My blog has been mighty quiet this past week or so because I’ve been in Costa Rica, researching one (and possibly two!) future books set in part in the rain forest. This is an ecosystem that’s fascinated me since I was in third grade, so getting the chance to spend a few days in the Sarapiqui River area of Costa Rica was just amazing. I spent most of my days hiking in the forest and staring either up into the trees or down at the ground. Here’s some of what came into focus through the camera lens…
We spotted two kinds of poison dart frogs (and heard them, too! They make a loud chick-chick-chick! sound in the rain.)
Here’s a blue jean poison dart frog, so named for his denim-colored legs.

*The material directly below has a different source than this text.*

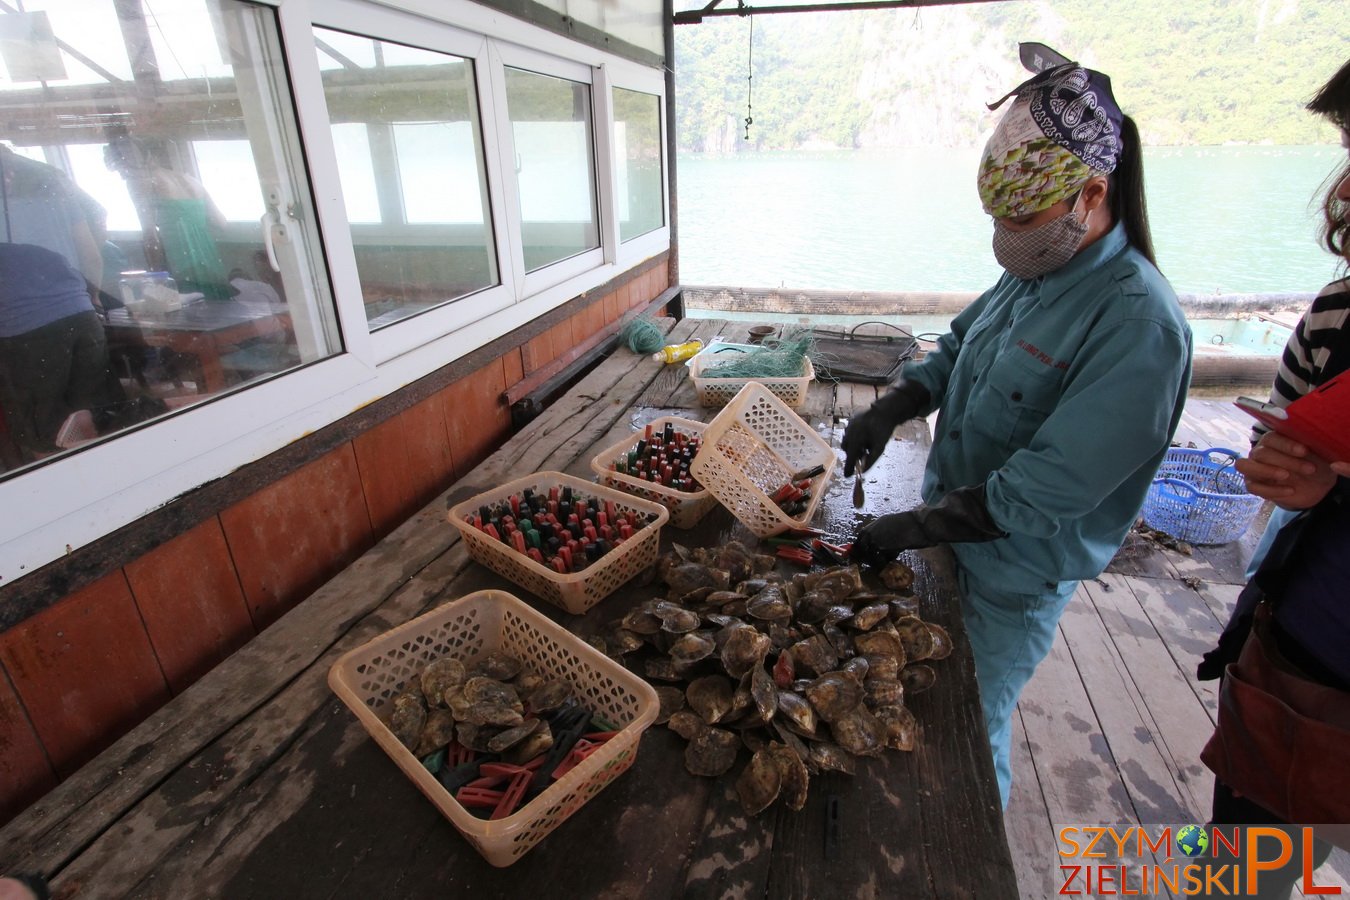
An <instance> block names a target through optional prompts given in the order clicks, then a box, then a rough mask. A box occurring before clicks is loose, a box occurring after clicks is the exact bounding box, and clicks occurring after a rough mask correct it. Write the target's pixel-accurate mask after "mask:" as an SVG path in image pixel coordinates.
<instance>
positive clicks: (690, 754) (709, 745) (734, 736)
mask: <svg viewBox="0 0 1350 900" xmlns="http://www.w3.org/2000/svg"><path fill="white" fill-rule="evenodd" d="M740 748H741V739H740V738H738V737H737V735H736V734H734V733H732V731H728V730H726V729H711V727H705V729H703V730H702V731H699V733H698V734H695V735H694V737H693V738H691V739H690V742H688V746H687V748H684V768H686V769H688V770H690V772H691V773H694V775H705V776H709V777H717V776H718V775H724V773H726V772H729V770H730V768H732V766H733V765H736V752H737V750H740Z"/></svg>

Giant iguanas were draped over limbs above our heads, sometimes sharing trees with sloths or monkeys.
A two-toed sloth in a tree near the swimming pool…

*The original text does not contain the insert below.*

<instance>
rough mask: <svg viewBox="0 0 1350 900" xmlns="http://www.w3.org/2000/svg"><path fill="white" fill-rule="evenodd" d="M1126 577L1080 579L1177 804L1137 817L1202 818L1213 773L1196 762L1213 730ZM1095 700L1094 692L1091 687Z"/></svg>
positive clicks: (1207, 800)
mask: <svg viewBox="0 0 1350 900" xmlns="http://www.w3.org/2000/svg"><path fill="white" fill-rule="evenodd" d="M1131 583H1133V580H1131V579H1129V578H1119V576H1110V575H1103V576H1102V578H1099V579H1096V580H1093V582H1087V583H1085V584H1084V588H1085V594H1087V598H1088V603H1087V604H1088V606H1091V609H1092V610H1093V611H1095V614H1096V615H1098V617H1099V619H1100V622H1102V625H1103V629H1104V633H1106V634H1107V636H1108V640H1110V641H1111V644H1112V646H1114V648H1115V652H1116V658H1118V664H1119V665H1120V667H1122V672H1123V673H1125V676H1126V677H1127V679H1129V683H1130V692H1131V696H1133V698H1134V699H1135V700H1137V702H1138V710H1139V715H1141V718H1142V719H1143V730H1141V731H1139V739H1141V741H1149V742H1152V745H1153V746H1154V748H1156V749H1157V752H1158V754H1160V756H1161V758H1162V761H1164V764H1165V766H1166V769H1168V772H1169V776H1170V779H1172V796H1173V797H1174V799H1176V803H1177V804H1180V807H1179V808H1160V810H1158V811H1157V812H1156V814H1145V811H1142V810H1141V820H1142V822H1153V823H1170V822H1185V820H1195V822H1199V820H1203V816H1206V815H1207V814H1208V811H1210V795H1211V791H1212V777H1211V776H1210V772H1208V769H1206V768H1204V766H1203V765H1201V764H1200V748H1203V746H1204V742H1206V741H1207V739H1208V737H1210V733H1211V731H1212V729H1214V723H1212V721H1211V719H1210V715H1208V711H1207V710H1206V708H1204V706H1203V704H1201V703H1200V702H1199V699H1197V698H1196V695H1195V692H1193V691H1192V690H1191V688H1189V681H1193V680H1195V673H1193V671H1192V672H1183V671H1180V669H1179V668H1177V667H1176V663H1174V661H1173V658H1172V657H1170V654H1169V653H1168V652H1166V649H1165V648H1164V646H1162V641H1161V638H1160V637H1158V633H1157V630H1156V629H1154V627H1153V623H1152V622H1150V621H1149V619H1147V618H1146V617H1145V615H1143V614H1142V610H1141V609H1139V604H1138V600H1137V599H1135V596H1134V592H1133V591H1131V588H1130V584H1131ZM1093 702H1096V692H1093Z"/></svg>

A white-faced monkey eats breakfast.
There were also lots and lots of bats, swooping in and out of the restaurant when we ate dinner and hanging around in and on trees during the day.
Long-nosed bats on a tree along the Sarapiqui River.

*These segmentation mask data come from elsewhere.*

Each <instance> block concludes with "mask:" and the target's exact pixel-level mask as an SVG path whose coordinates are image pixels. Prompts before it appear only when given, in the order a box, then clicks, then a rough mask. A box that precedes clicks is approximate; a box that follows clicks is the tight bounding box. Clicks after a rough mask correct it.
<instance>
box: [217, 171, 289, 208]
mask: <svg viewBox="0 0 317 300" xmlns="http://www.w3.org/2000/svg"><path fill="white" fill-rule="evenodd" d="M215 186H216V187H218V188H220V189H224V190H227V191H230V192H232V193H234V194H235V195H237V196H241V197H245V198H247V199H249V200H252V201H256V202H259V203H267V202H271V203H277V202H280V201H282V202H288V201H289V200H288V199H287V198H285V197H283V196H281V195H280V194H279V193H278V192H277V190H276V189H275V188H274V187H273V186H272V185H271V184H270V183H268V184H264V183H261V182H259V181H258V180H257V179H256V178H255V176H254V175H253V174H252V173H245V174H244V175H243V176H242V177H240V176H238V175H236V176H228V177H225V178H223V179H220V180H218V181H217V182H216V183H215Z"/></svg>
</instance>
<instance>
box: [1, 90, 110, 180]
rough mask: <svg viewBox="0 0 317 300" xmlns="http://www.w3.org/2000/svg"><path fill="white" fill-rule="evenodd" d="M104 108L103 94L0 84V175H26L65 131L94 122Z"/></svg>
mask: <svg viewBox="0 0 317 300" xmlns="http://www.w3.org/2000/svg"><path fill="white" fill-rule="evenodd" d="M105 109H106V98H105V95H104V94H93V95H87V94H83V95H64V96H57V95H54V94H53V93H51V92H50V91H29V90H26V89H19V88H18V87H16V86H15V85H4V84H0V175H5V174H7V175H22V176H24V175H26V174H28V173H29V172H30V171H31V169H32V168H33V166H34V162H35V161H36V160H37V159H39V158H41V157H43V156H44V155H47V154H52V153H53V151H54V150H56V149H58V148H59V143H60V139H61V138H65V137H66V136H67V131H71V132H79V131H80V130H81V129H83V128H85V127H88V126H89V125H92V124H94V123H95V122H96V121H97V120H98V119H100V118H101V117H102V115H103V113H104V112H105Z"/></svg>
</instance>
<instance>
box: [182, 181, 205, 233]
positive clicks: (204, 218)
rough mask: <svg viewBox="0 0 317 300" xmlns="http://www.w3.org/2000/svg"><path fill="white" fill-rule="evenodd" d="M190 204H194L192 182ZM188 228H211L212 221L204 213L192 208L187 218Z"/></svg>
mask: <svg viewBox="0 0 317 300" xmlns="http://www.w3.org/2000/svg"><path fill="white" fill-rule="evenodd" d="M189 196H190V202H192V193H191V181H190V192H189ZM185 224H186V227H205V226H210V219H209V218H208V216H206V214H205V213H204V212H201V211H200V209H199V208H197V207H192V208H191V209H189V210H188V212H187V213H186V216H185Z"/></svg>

There were caimans all along the river, too — they’re like crocodiles only a bit smaller.
Until this trip, I thought a basilisk was just a mythical Harry Potter snake that could turn you to stone. But this is a basilisk, too.
It’s an emerald basilisk – Sometimes, they’re also called Jesus Christ lizards because they can run across the water. I loved the colors in these creatures.
Some of my favorite wildlife sightings happened on our longer hikes, after we’d crossed a hanging bridge over the river to go deeper into the primary rain forest. At one point, our guide, Alex, motioned for us to follow him off the trail and into a stream, where he turned over leaves until he found this.
It’s a glass frog – Isn’t it incredible the way he blends in with both the foliage and the eggs?
There were also leaf-cutter ants, marching in huge armies through the forest and up and down trees.
And there were some rain forest residents that we needed a zoom lens to photograph, like this one…
We actually just hiked around this hognose viper at the edge of the trail. Alex marked the spot with some sticks so other hikers wouldn’t step on it by accident, since it blends in with the leaf cover.
This snake, though, was a different story.
Alex stopped us several yards back and warned us that it was a Fer-de-lance…more venomous, more aggressive, and right in the middle of the trail. After we snapped a few pictures (this is the only clear one I have….my hands were shaking, so the rest are all blurry), he coaxed it off the trail with a long stick. We watched as it slithered up onto a tree limb, and then passed by, giving it plenty of space.
After our hike, the rains came as they did each day, and I spent the rest of the afternoon in the hammock outside our lodge room, writing and outlining. But there was one last visitor from the forest…
This slender anole sat quietly next to me on the hammock for over an hour. I’ve decided that he must be my muse for this new book.